Rural Emergency Room Simulation Teaching and Education Resource

Intubations in the ER have become 'disease specific' so that 'one induction agent one paralytic' no longer applies. 
The Power Point below discusses intubation of the normotensive, neurologically intact, the hypotensive, the asthmatic and the increased intracranial pressure patient with the different approaches for each.
Obviously this does not cover all clinical scenarios that one might encounter in the ER, but it covers the more serious ones in which the way intubation is carried out can have a major impact on patient outcome.
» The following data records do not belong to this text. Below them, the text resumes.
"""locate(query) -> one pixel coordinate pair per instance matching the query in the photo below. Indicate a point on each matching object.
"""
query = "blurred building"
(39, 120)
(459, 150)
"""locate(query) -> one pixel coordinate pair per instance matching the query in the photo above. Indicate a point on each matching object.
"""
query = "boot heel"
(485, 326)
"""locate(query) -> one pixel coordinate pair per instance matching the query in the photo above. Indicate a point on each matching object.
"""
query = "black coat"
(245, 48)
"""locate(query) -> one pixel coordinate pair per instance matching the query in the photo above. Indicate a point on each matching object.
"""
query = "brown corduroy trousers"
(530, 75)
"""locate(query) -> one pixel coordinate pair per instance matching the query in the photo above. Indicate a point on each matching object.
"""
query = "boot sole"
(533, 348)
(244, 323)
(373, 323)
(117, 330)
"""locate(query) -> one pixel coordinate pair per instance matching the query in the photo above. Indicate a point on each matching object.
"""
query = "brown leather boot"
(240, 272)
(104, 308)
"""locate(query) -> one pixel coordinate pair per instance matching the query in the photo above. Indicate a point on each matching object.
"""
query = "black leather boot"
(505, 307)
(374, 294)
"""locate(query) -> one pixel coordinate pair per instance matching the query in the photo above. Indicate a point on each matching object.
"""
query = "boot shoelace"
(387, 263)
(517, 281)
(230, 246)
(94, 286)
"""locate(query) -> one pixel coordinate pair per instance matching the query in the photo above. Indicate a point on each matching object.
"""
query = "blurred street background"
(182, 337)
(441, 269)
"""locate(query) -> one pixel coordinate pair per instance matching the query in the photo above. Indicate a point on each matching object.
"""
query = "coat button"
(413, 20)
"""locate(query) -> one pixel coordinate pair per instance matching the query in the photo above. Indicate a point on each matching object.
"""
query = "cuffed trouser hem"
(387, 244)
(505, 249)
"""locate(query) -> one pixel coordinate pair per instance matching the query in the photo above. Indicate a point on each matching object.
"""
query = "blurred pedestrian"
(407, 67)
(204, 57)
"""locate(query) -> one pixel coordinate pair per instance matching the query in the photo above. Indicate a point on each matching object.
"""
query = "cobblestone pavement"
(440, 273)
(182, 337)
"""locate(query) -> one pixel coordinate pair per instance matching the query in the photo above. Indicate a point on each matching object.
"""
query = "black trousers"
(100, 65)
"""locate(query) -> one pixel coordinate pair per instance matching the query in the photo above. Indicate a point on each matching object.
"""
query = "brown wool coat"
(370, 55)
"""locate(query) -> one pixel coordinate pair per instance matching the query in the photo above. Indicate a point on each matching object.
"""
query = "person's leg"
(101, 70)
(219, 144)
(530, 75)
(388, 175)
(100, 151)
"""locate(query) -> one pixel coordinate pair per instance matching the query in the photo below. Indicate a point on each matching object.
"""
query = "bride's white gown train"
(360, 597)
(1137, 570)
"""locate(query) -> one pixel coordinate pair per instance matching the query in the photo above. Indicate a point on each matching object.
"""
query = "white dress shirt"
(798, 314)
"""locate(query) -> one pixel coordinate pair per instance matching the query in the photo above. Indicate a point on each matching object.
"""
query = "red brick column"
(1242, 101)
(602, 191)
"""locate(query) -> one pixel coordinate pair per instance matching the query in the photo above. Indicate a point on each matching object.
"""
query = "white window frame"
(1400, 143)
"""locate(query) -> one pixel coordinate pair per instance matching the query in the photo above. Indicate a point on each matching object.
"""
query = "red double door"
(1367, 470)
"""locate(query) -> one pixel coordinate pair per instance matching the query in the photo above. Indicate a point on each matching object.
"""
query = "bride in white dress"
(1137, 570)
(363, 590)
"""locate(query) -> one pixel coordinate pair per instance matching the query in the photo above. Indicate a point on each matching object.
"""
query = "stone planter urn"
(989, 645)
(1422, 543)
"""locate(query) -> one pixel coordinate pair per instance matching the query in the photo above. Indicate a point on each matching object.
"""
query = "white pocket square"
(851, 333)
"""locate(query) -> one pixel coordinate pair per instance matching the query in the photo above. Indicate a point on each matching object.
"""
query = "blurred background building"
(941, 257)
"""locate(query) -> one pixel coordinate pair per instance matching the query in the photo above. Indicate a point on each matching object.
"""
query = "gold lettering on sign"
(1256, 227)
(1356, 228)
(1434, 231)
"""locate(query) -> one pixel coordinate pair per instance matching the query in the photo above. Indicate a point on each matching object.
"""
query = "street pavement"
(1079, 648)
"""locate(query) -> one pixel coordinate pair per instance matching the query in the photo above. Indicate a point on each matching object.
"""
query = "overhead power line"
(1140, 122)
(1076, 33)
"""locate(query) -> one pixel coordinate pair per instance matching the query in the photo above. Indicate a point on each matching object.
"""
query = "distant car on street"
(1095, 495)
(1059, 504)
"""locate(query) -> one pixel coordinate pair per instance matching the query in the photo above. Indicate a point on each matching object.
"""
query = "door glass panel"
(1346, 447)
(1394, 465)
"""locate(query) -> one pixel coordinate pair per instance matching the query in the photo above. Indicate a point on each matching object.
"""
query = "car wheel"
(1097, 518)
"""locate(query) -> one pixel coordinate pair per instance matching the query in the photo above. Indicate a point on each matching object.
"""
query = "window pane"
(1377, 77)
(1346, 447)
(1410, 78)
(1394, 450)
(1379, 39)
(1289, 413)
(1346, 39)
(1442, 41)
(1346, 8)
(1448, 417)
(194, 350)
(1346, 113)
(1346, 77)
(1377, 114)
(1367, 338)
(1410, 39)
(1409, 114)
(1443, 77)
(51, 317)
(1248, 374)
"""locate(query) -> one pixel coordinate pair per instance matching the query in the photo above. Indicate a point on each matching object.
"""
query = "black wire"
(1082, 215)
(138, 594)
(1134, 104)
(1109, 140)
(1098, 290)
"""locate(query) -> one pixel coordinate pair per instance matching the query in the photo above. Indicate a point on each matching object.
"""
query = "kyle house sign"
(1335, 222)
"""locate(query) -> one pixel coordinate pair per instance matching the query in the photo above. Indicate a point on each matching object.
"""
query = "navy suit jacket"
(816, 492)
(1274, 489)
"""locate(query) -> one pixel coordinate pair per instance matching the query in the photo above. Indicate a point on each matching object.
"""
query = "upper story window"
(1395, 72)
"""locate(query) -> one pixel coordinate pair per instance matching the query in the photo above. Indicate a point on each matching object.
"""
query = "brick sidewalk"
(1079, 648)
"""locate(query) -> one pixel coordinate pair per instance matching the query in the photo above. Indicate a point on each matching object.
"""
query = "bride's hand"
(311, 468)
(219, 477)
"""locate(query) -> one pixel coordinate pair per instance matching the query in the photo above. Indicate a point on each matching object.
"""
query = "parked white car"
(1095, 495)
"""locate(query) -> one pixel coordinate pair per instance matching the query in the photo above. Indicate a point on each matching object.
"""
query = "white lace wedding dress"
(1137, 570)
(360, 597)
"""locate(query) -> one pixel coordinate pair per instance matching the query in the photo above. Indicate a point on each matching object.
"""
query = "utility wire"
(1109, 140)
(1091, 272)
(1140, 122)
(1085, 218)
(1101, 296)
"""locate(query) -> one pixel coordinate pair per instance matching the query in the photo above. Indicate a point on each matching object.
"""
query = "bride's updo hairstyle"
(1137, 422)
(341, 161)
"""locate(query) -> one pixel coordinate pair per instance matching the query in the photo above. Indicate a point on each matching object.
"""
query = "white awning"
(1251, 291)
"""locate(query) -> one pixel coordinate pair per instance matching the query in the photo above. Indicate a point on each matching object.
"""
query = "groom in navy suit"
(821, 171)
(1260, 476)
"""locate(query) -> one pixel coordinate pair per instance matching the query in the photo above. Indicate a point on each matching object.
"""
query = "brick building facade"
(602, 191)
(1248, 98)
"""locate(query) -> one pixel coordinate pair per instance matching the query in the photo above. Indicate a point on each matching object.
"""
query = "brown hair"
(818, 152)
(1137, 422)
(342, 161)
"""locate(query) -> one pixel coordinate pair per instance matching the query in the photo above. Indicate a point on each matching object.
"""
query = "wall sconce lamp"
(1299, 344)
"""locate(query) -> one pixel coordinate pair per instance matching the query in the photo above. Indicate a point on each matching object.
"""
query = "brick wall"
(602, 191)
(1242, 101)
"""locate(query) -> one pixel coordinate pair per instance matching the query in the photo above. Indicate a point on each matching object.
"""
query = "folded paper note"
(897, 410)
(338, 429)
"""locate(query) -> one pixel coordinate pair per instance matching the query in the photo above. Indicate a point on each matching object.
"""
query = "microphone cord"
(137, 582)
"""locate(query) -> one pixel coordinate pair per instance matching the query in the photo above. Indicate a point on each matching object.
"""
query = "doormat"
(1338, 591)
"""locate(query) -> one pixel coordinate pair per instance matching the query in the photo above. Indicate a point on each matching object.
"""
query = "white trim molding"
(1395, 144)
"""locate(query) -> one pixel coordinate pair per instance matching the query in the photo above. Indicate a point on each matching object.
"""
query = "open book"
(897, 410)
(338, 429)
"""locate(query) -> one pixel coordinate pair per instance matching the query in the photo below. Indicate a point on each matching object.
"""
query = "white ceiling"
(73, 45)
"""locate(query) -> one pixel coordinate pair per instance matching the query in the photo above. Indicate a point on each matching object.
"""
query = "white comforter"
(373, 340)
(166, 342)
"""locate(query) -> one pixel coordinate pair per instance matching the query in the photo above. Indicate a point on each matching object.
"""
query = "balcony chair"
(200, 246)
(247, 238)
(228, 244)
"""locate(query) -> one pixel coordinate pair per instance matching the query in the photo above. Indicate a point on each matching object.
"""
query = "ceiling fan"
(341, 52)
Intubations in the ER.pptx Intubations in the ER.pptx
Size : 1133.032 Kb
Type : pptx
RSI Checklist.doc RSI Checklist.doc
Size : 45 Kb
Type : doc
Strayer Intubation checklist.doc Strayer Intubation checklist.doc
Size : 1340 Kb
Type : doc

A recent article on using high flow oxygen during intubation

Am J Respir Crit Care Med. 2015 Oct 1.

Randomized Trial of Apneic Oxygenation during Endotracheal Intubation of the Critically Ill.

Semler, Matt et al

Hypoxemia is common during endotracheal intubation of critically ill patients and may predispose to cardiac arrest and death. Administration of supplemental oxygen during laryngoscopy (apneic oxygenation) may prevent hypoxemia.


To determine if apneic oxygenation increases the lowest arterial oxygen saturation experienced by patients undergoing endotracheal intubation in the intensive care unit.


A randomized, open-label, pragmatic trial in which 150 adults undergoing endotracheal intubation in a medical intensive care unit were randomized to receive 15 L/min of 100% oxygen via high-flow nasal cannula during laryngoscopy (apneic oxygenation) or no supplemental oxygen during laryngoscopy (usual care). The primary outcome was lowest arterial oxygen saturation between induction and two minutes after completion of endotracheal intubation.


Median lowest arterial oxygen saturation was 92% with apneic oxygenation versus 90% with usual care (95% confidence interval for the difference -1.6% to 7.4%; P = .16). There was no difference between apneic oxygenation and usual care in incidence of oxygen saturation < 90% (44.7% versus 47.2%; P = .87), oxygen saturation < 80% (15.8% versus 25.0%; P = .22), or decrease in oxygen saturation > 3% (53.9% versus 55.6%; P = .87). Duration of mechanical ventilation, intensive care unit length of stay, and in-hospital mortality were similar between study groups.


Apneic oxygenation does not appear to increase lowest arterial oxygen saturation during endotracheal intubation of critically ill patients compared to usual care. These findings do not support routine use of apneic oxygenation during endotracheal intubation of critically ill adults.